From: Akihiko Odaki <akihiko.odaki@daynix.com>
To: "Philippe Mathieu-Daudé" <philmd@linaro.org>,
"Peter Xu" <peterx@redhat.com>
Cc: "Eduardo Habkost" <eduardo@habkost.net>,
"Marcel Apfelbaum" <marcel.apfelbaum@gmail.com>,
"Yanan Wang" <wangyanan55@huawei.com>,
"John Snow" <jsnow@redhat.com>,
"BALATON Zoltan" <balaton@eik.bme.hu>,
"Jiaxun Yang" <jiaxun.yang@flygoat.com>,
"Nicholas Piggin" <npiggin@gmail.com>,
"Daniel Henrique Barboza" <danielhb413@gmail.com>,
"David Gibson" <david@gibson.dropbear.id.au>,
"Harsh Prateek Bora" <harshpb@linux.ibm.com>,
"Alexey Kardashevskiy" <aik@ozlabs.ru>,
"Michael S. Tsirkin" <mst@redhat.com>,
"Alex Bennée" <alex.bennee@linaro.org>,
"Fabiano Rosas" <farosas@suse.de>,
"Paolo Bonzini" <pbonzini@redhat.com>,
"David Hildenbrand" <david@redhat.com>,
"Thomas Huth" <thuth@redhat.com>,
"Laurent Vivier" <lvivier@redhat.com>,
qemu-devel@nongnu.org, qemu-block@nongnu.org,
qemu-ppc@nongnu.org
Subject: Re: [PATCH v2 09/15] memory: Do not create circular reference with subregion
Date: Mon, 8 Jul 2024 17:41:24 +0900 [thread overview]
Message-ID: <8ac3dd7a-13fb-438b-a45e-afd7c4ec370b@daynix.com> (raw)
In-Reply-To: <f52c6660-3a1c-449e-93c0-07e4cefebef3@linaro.org>
On 2024/07/08 17:06, Philippe Mathieu-Daudé wrote:
> On 6/7/24 13:59, Akihiko Odaki wrote:
>> On 2024/07/03 2:44, Peter Xu wrote:
>>> On Thu, Jun 27, 2024 at 10:37:52PM +0900, Akihiko Odaki wrote:
>>>> A memory region does not use their own reference counters, but instead
>>>> piggybacks on another QOM object, "owner" (unless the owner is not the
>>>> memory region itself). When creating a subregion, a new reference to
>>>> the
>>>> owner of the container must be created.
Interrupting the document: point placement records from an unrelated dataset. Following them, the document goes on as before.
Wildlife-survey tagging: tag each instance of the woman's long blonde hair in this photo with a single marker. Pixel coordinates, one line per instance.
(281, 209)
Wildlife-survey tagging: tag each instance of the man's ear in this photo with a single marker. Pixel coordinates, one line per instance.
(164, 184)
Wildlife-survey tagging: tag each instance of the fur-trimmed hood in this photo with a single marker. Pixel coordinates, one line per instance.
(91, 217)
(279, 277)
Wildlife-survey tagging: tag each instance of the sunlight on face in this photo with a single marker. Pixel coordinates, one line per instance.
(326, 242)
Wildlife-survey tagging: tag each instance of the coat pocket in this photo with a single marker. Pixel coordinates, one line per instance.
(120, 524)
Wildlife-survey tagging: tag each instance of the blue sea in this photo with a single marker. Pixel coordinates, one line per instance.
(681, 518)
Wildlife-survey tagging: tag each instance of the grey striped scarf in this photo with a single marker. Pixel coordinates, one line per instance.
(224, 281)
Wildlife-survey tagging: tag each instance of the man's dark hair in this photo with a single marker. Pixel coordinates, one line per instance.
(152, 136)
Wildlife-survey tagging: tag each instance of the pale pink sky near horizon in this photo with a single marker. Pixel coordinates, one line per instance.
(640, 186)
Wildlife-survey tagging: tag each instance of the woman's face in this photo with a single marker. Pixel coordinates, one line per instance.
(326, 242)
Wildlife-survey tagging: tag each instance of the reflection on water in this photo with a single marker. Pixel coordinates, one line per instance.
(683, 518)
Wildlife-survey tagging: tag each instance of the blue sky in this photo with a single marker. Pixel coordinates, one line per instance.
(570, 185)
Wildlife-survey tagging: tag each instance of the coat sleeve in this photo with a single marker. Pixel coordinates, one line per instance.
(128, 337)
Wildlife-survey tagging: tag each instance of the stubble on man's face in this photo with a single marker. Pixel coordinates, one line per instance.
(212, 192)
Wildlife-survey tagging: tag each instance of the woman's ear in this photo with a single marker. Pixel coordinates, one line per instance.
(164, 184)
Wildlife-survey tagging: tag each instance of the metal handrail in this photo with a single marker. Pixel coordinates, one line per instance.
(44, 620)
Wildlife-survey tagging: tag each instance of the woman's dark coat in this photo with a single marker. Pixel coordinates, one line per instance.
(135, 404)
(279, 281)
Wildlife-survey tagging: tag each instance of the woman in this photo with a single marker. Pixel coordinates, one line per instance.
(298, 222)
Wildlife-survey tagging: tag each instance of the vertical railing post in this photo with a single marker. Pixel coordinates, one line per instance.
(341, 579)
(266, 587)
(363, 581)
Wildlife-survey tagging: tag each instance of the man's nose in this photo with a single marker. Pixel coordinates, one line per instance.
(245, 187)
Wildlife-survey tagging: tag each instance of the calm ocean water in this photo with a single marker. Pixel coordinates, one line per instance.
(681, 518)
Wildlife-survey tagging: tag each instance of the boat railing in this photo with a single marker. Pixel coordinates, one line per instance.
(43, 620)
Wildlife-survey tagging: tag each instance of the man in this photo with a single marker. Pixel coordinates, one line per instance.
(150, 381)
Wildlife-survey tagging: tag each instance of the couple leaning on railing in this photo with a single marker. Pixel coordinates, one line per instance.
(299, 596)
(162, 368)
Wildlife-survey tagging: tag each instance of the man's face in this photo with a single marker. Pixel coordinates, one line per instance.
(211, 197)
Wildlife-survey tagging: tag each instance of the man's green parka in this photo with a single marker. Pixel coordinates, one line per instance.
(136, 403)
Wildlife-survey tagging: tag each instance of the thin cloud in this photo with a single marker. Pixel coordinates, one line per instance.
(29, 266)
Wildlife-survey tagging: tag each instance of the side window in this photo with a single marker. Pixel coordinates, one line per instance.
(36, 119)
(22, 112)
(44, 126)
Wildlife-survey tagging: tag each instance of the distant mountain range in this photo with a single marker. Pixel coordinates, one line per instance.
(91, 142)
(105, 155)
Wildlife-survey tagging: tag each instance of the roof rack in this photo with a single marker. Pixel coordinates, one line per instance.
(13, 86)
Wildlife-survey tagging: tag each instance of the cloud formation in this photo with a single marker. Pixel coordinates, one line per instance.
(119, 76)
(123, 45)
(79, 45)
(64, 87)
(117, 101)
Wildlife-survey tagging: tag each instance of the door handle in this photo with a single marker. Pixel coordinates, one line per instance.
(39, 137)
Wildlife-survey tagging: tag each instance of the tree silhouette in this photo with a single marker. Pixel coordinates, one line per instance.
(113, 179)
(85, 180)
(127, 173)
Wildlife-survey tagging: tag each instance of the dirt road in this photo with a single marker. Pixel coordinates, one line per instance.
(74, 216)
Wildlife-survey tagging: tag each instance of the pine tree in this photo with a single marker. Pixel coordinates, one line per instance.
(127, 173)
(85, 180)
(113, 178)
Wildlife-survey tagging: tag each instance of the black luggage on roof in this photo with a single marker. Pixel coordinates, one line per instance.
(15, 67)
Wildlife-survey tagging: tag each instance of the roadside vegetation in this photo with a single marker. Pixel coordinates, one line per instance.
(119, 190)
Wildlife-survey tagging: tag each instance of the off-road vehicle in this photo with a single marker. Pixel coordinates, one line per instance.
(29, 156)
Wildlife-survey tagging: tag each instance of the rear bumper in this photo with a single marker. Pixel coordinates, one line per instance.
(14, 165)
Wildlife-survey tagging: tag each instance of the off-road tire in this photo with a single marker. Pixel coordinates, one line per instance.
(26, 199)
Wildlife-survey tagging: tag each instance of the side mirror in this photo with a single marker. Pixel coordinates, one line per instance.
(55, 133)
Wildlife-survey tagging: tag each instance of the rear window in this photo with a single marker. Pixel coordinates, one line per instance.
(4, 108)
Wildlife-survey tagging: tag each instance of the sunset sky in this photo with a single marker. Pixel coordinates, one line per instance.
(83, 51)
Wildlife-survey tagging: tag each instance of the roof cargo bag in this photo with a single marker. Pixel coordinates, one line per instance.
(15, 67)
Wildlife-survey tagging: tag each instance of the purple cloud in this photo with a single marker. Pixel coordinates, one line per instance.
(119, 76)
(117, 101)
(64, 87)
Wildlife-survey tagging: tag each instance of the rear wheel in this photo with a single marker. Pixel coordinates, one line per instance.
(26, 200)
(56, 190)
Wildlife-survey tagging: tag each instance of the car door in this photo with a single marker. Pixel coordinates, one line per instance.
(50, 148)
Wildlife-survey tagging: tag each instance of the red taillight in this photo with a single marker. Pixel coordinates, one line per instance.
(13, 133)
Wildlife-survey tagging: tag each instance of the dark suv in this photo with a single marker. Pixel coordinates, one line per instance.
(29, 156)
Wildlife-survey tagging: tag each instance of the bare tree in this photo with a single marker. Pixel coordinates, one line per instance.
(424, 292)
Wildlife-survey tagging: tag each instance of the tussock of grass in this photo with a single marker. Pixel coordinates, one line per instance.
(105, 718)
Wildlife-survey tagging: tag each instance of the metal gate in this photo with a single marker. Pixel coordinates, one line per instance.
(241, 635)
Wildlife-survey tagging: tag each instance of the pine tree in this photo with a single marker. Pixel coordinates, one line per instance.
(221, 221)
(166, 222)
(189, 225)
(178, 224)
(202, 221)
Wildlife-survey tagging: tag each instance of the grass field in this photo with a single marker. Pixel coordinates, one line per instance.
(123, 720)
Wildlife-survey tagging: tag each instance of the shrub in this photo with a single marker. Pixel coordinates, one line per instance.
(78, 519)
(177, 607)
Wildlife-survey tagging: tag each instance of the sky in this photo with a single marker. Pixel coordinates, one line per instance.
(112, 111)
However, if the subregion is
>>>> owned by the same QOM object, this result in a self-reference, and make
>>>> the owner immortal. Avoid such a self-reference.
>>>>
>>>> Signed-off-by: Akihiko Odaki <akihiko.odaki@daynix.com>
>>>> ---
>>>> system/memory.c | 11 +++++++++--
>>>> 1 file changed, 9 insertions(+), 2 deletions(-)
>>>>
>>>> diff --git a/system/memory.c b/system/memory.c
>>>> index 74cd73ebc78b..949f5016a68d 100644
>>>> --- a/system/memory.c
>>>> +++ b/system/memory.c
>>>> @@ -2638,7 +2638,10 @@ static void
>>>> memory_region_update_container_subregions(MemoryRegion *subregion)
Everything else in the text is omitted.